Una sonrisa se formó en mi rostro al imaginar la cara de espanto que pondría Marta si me viese literalmente chupándome los dedos. Supongo que luego, se pasaría el resto de la velada hablando de la importancia de tener buenos modales, y mi mamá se sentiría de lo más incómoda con la situación. Cerré los ojos y exhalé de golpe. “Al mal paso darle prisa”, me dije a mí misma antes de recoger la minúscula cartera que había tenido que comprar junto con el vestido y apresurarme hacia la puerta.

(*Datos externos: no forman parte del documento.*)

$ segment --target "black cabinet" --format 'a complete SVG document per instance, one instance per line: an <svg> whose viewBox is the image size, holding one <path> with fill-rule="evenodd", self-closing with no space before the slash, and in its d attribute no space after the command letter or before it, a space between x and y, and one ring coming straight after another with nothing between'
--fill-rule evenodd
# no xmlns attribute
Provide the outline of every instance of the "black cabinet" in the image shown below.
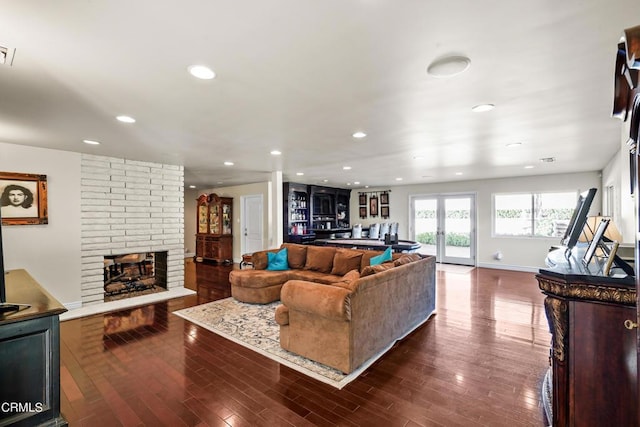
<svg viewBox="0 0 640 427"><path fill-rule="evenodd" d="M30 304L0 314L0 426L67 425L60 414L60 321L66 309L25 271L6 274L7 300Z"/></svg>
<svg viewBox="0 0 640 427"><path fill-rule="evenodd" d="M308 185L295 182L283 184L283 221L285 243L304 243L313 240Z"/></svg>
<svg viewBox="0 0 640 427"><path fill-rule="evenodd" d="M308 243L318 235L350 231L351 190L285 182L283 194L284 242Z"/></svg>
<svg viewBox="0 0 640 427"><path fill-rule="evenodd" d="M313 230L349 230L349 200L351 190L310 186L311 228Z"/></svg>

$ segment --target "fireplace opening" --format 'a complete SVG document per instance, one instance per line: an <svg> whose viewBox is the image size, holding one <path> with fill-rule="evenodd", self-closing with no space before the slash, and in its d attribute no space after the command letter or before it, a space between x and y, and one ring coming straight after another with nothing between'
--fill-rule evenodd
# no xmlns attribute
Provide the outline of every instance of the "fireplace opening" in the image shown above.
<svg viewBox="0 0 640 427"><path fill-rule="evenodd" d="M167 290L167 252L104 256L104 301Z"/></svg>

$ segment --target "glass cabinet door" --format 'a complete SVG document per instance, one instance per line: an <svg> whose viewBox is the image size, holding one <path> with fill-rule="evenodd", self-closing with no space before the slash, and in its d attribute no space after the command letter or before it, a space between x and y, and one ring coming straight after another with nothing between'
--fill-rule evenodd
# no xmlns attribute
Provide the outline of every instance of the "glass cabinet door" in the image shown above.
<svg viewBox="0 0 640 427"><path fill-rule="evenodd" d="M209 232L211 234L220 234L220 205L217 203L211 206L209 216Z"/></svg>
<svg viewBox="0 0 640 427"><path fill-rule="evenodd" d="M198 206L198 233L206 233L208 231L207 230L207 225L209 224L208 216L209 216L209 212L207 209L207 205Z"/></svg>
<svg viewBox="0 0 640 427"><path fill-rule="evenodd" d="M222 205L222 234L231 233L231 205L224 203Z"/></svg>

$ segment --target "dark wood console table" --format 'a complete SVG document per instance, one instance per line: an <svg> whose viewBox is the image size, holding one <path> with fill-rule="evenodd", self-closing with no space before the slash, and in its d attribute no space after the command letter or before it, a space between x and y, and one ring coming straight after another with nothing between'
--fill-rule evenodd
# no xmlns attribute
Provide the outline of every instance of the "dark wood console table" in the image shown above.
<svg viewBox="0 0 640 427"><path fill-rule="evenodd" d="M30 307L0 314L0 426L64 426L60 414L60 320L67 311L25 270L5 275L7 301Z"/></svg>
<svg viewBox="0 0 640 427"><path fill-rule="evenodd" d="M552 335L553 425L636 425L635 279L605 277L580 252L563 252L536 275Z"/></svg>

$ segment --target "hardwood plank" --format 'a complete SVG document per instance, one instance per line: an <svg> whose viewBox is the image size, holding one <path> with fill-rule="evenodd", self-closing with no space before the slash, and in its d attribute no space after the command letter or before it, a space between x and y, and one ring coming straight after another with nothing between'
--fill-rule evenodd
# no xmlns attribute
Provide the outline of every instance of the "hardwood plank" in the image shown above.
<svg viewBox="0 0 640 427"><path fill-rule="evenodd" d="M72 426L542 426L550 335L534 275L439 271L437 314L342 390L172 314L230 296L237 266L185 263L193 296L154 323L105 334L61 324L61 405Z"/></svg>

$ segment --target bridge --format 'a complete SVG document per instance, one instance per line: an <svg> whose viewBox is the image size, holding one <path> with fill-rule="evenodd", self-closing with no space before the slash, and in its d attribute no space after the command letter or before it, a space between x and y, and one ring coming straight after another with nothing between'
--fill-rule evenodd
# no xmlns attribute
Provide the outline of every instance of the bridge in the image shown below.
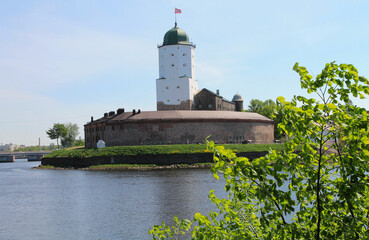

El viaje en taxi, desde Almagro hasta Belgrano, no fue tan largo como me hubiese gustado. ¿Dónde estaba ahora toda esa gente que el día anterior colmaba las calles? Atiborrándose con comida, seguramente. Sabía que no debía pensar así, pero no podía evitarlo. Las fiestas me sacan de mi eje. Me parecen reuniones forzadas en las que, al menos en mi caso, tengo que compartir con familiares que veo una o dos veces al año, con suerte.
—Llegamos, señorita —me dijo el chofer, con compasión.
Era evidente que mi martirio estaba estampado en mi cara. Le pagué más de lo que decía el reloj y, tras rechazar el vuelto, le deseé una feliz Navidad y me bajé del auto.
Cada vez más nerviosa, me dirigí a la entrada del lujoso edificio. Mis tíos siempre tuvieron dinero y, por supuesto, nunca dejan que nadie lo olvide. Mis padres, en cambio, son personas sencillas que, si bien no les sobra, se encargaron de cubrir todas mis necesidades hasta que terminé mis estudios. Gracias a ellos, hoy trabajo de lo que amo y, en breve, voy a mudarme sola, lo cual, con treinta años, es una necesidad más que un deseo.